As well as calling for universities to immediately move to online learning where possible, the unions want students to have “a safe way to leave campus if they need or want to”, including rent rebates, and “mental health support and wellbeing resources”. The unions want the government to guarantee funding for universities and invest in digital learning technology in partnership with higher education providers.
It is crucial that students are not left in the dark as universities and colleges continue to adapt to public health advice and government guidance
– Susan Lapworth, Office for Students
Meanwhile, the Office for Students (OfS) today wrote to universities and colleges to “highlight the importance of communicating changes to how courses are taught during the lockdown”. The reminder comes as the HE regulator discovered “some cases” where “universities are not communicating sufficiently clearly with their students”; the regulator was unwilling to be drawn on how many examples it was aware of.
Susan Lapworth, director of regulation at the OfS, said: “As universities make changes in response to the developing situation, it is important that they continue to provide suitable academic support to all students and that the quality of education – including online teaching – remains high.
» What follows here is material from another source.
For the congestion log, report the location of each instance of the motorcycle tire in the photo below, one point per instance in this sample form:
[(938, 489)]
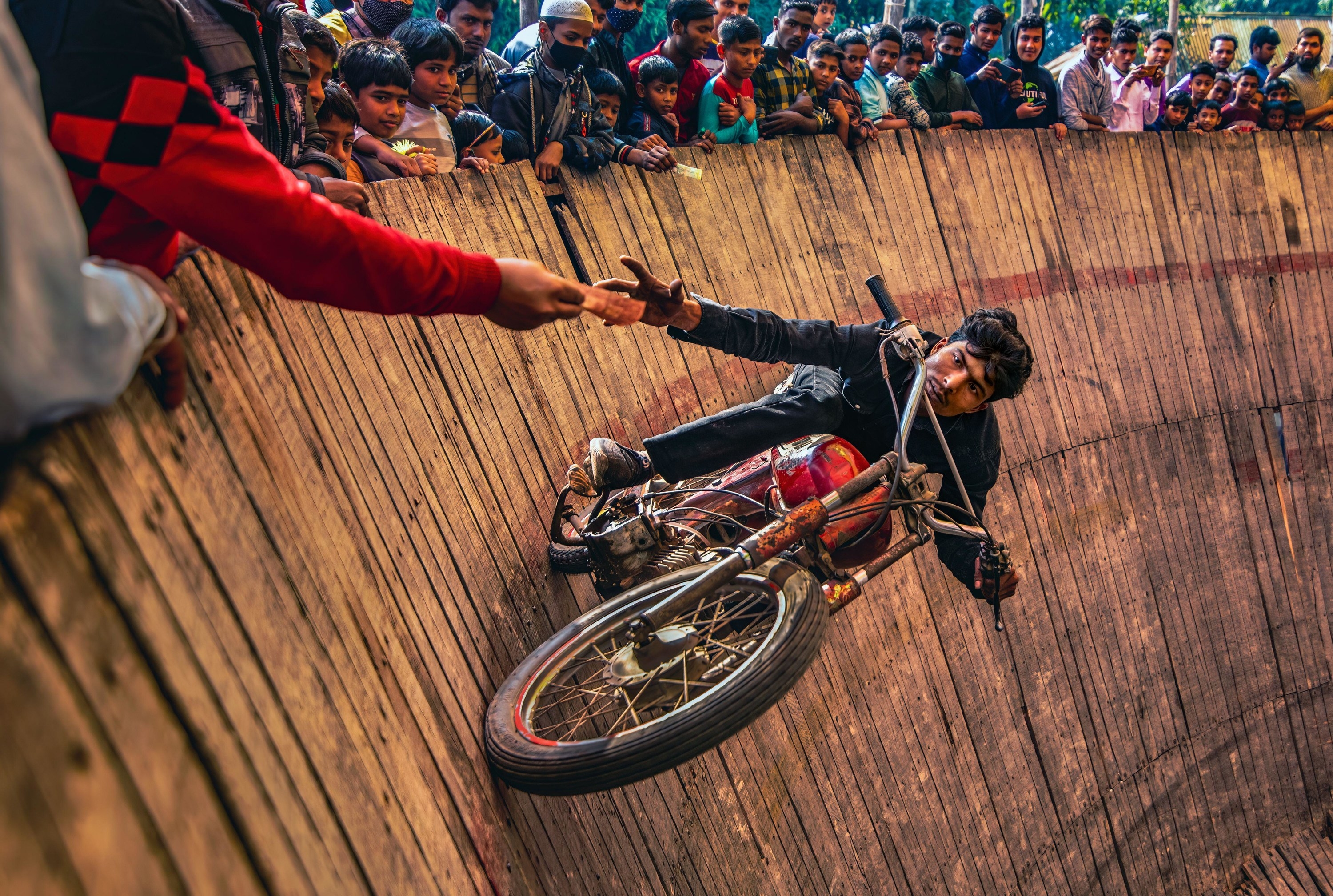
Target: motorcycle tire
[(572, 562), (571, 767)]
A key part of this is ensuring that students clearly understand any new teaching arrangements and how their course will be delivered, both in the short and long term.”
“It is crucial that students are not left in the dark as universities and colleges continue to adapt to public health advice and government guidance. We will continue to monitor the situation closely and engage directly with providers to ensure they are delivering good quality teaching for all students.”
Despite the opposition, the president of Universities UK Prof Julia Buckingham vowed “it is even more important that they can get on with their education during the period of enhanced restrictions starting this week”.
“We welcome both the government’s confirmation that it does not want or expect a transition to full online learning, as well as their support for the blended approach being taken by the sector. Universities will continue offering some face-to-face learning and support where it is possible to do so in a safe physically distanced way, which we believe is important for the mental, emotional and educational wellbeing of students.”
“We await further guidance from the government on the possible roll-out of mass testing and plans for students to return home at Christmas,” she added.